"I hate Potter. Always thinks he's so.." Draco trailed off, looking at himself in the mirror. This was apart of his routine, talk shit about Potter to the mirror.
He sighed, leaning down and splashing water in his face. He heard Blaise knock on the door so he exited the bathroom. Draco suddenly pulled a mirror out of his asshole, he looked at his reflection. "Damn, I look nice. I would fuck myself. I am a god damn piece of ART. Damn straight. I am honored to have this gorgeous body. My beautiful light hair is a perfect match to my pale skin." Draco blew kisses at the mirror, before putting it down.
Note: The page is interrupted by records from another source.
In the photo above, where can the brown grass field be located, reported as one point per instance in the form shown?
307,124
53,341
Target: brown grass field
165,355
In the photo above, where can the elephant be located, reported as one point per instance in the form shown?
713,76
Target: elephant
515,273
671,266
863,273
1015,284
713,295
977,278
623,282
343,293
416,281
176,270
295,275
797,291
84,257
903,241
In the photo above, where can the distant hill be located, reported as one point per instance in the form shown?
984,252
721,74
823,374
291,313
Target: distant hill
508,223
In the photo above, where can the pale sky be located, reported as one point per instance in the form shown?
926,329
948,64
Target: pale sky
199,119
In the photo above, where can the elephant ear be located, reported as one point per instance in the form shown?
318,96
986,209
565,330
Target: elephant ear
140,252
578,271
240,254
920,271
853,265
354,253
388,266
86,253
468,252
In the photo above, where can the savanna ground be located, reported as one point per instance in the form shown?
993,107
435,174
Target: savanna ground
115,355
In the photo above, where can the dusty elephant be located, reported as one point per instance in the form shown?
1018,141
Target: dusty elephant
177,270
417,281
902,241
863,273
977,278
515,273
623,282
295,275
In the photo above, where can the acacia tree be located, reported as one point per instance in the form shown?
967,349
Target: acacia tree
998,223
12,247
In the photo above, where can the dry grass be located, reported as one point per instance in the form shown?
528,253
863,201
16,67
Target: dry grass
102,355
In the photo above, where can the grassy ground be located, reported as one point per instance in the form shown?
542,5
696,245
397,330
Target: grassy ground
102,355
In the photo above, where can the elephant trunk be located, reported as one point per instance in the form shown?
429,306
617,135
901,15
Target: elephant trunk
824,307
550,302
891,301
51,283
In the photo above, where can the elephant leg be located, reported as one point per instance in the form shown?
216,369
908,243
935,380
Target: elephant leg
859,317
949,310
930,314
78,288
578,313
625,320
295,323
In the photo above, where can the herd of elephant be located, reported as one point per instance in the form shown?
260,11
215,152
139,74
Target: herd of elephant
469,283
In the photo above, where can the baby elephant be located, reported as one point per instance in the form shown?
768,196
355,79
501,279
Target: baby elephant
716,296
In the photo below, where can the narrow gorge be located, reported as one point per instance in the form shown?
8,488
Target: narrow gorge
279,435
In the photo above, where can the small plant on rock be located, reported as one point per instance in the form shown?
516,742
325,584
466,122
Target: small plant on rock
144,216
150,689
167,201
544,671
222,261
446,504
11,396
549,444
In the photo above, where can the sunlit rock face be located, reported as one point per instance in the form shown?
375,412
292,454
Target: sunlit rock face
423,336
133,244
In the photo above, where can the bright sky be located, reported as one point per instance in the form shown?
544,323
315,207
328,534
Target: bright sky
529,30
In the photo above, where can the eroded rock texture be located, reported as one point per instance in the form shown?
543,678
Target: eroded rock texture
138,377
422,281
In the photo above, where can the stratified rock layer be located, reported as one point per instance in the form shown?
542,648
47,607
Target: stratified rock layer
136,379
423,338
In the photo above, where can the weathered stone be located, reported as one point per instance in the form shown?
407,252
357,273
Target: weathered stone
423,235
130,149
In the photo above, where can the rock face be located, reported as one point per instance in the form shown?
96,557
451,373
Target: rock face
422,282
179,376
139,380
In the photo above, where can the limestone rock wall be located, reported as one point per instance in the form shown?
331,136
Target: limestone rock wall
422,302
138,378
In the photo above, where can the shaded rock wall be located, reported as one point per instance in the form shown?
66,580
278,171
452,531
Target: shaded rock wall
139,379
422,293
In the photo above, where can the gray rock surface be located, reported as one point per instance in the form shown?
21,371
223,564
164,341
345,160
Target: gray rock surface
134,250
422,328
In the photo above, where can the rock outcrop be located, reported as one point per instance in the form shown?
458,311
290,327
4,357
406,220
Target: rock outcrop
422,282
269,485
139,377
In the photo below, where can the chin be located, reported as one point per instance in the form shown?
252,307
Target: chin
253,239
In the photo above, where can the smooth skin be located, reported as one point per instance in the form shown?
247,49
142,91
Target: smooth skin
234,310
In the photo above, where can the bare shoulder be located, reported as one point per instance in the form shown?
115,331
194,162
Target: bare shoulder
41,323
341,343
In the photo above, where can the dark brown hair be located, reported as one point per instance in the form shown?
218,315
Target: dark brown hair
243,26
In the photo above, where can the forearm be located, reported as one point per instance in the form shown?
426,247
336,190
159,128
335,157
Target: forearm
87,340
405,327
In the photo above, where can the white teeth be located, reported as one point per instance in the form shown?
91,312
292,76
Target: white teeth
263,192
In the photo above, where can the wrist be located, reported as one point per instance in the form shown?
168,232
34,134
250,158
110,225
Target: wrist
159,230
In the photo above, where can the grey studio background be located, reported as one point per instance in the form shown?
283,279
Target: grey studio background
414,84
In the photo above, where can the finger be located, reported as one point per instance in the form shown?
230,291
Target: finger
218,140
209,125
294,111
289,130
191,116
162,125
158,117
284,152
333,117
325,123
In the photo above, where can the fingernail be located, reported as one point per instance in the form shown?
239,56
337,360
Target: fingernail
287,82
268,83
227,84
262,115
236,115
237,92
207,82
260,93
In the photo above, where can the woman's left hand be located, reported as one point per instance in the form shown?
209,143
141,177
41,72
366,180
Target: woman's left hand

He loved himself more than Dumbledore loved getting off to little kids.
Draco headed to the Great Hall. Once he opened the door, he strutted to the Gryffindor table. He sat down next to Potter. "Good morning, Potter. I hate you so much. I have daddy issues," he said, reading his script that his daddy wrote for him. "You are a fucking cunt, suck my fat willy." With that, the blond folded the paper, walking to the Slytherin table.
"Bloody hell!" Ron said, snorting cocaine to achieve his usual look. Hermione slapped him. "Ronald! You got coke on my robes!" She said, sighing.
Snape appeared out of nowhere. "Potter. I fucking hate you. 420 points from Gryffindor. 69 to Slytherin. Your mom was tight af though 💀💀💀😂😂👌🔥🔥" He dabbed and vanished.
Harry cried as he thought of his parents. "Oi fuck there he goes again," Ron said.
"Meet me at the room of requirements," Draco screeched to Harry. They both got up and strutted to the RoR.
Once in the room, Draco tackled Harry to the bed. "Potter. I love you. Yes, it makes no sense, but I love you." He stripped naked. "You've been nothing but a huge dick to me, but I want to play with your wand," Harry said. The two began to make out naked, it was very gay. Their wand fight was interrupted by Snape.
"The fuck is this gay shit?!" Snape asked. "400 points from Gryffindor." He pointed his wand at Harry, shouting "AVADA KEDAVRA!" killing him instantly. He did the same to Draco.
Once Snape saw their dead bodies, his other wand got hard. "Damn, that's hawt," He said. He began to fuck the dead bodies.